I settled that I would go tomorrow, and said so.
“So, Pip! Our friend the Spider,” said Mr. Jaggers, “has played his cards. He has won the pool. So here’s to Mrs. Bentley Drummle. Now, Molly, Molly, Molly, Molly, how slow you are today!”
It was a dull evening. We took our leave early, and left together. Mr. Jaggers went away.

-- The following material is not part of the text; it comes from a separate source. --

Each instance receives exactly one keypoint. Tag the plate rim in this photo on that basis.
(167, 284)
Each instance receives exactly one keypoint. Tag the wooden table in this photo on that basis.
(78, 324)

I felt that the right Wemmick was on his way back.
“Well!” said Wemmick, “that’s over!”
I asked him if he had ever seen Miss Havisham’s adopted daughter, Mrs. Bentley Drummle.
“Wemmick,” said I, “do you remember telling me, before I first went to Mr. Jaggers’s private house, to notice that housekeeper?”
“Did I?” he replied. “Ah, I dare say I did,” he added, suddenly.
“A wild beast tamed, you called her.”
“And what do you call her?”
“The same. How did Mr. Jaggers tame her, Wemmick?”
“That’s his secret. She has been with him for many years.”
“I wish you would tell me her story. You know that what is said between you and me goes no further.”
“Well!” Wemmick replied, “I don’t know her story – that is, I don’t know all of it. But what I do know I’ll tell you. We are in our private and personal capacities, of course.”
“Of course.”
“Twenty years ago that woman was tried at the Old Bailey for murder, and was acquitted. She was a very handsome young woman, and I believe had some gypsy blood in her.”
“But she was acquitted.”
“Mr. Jaggers was for her,” pursued Wemmick, with a look full of meaning, “and worked the case in a way quite astonishing. He worked it himself at the police-office, day after day for many days. The murdered person was a woman – a woman ten years older, very much larger, and very much stronger. It was a case of jealousy. They both led tramping lives, and this woman in Gerrard Street here had been married very young to a tramping man, and was fury in her jealousy. The murdered woman was found dead in a barn. There had been a violent struggle, perhaps a fight. Mr. Jaggers saved Molly.”
“Has she been in his service ever since?”
“Yes; but not only that,” said Wemmick, “They said she had a child.”
“Do you remember the sex of the child?”
“A girl.”
“You have nothing more to say to me tonight?”
We exchanged a cordial good-night, and I went home.